I don’t even really need to go into the games available on the Nintendo Switch, or the accessories you can buy. Nintendo has games that don’t exist anywhere else that are perfect for kids, and there’s a litany of accessories that make the Switch experience more interesting and full.
But they don’t matter. Not when the console’s hardware and software are made with the family experience in mind.

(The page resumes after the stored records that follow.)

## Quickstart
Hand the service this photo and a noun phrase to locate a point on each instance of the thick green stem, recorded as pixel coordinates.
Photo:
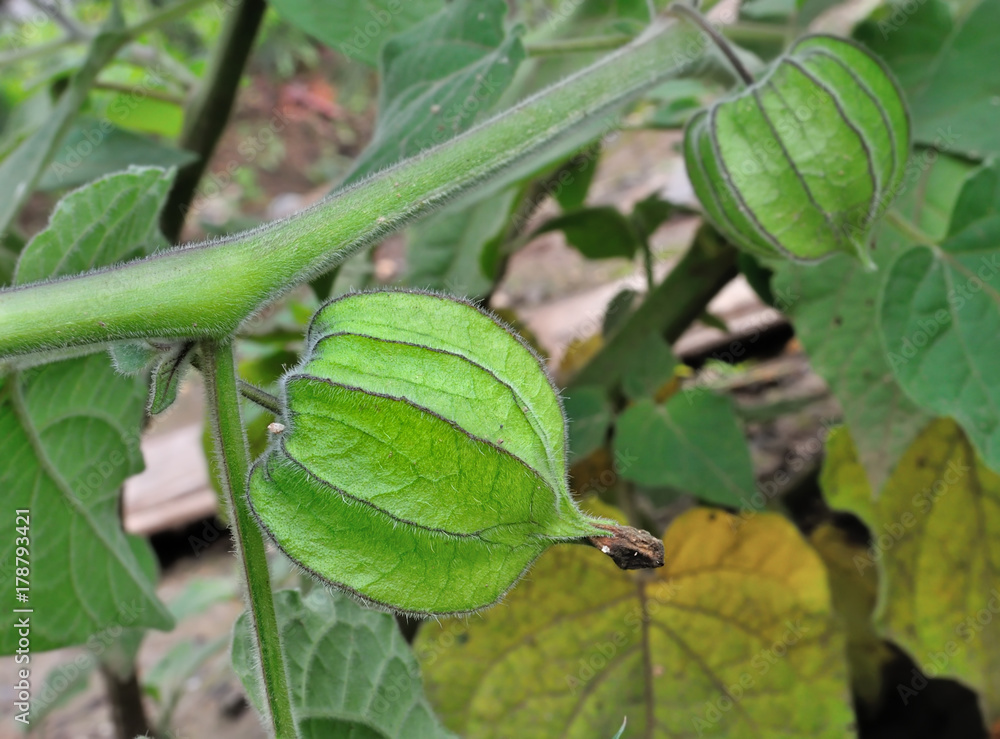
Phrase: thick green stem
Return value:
(226, 421)
(209, 289)
(261, 397)
(208, 112)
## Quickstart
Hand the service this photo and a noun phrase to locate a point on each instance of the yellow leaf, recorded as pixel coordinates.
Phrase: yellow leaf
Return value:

At this stage of my life, as a father of two young children, if I wanted a video game console and only got to choose one, it’d be the Nintendo Switch. Not just for my kids, but for my family.
*I almost forgot to go back and talk about Minecraft, the single most-played game in this household before the Switch arrived! There remains a rare moment, probably once every couple weeks, when one of my kids chooses to go back to the Xbox One just to play Minecraft. Provided the controller is charged, of course. Such is the power of the game Minecraft.
The Nintendo Switch we’re using today is a review unit, which means we don’t actually own the hardware – it’s just a temporary loaner sorta deal. If I actually owned the Switch, I’d probably just opt to buy the the Switch edition of Minecraft. But until then – all the consoles stay out, forever!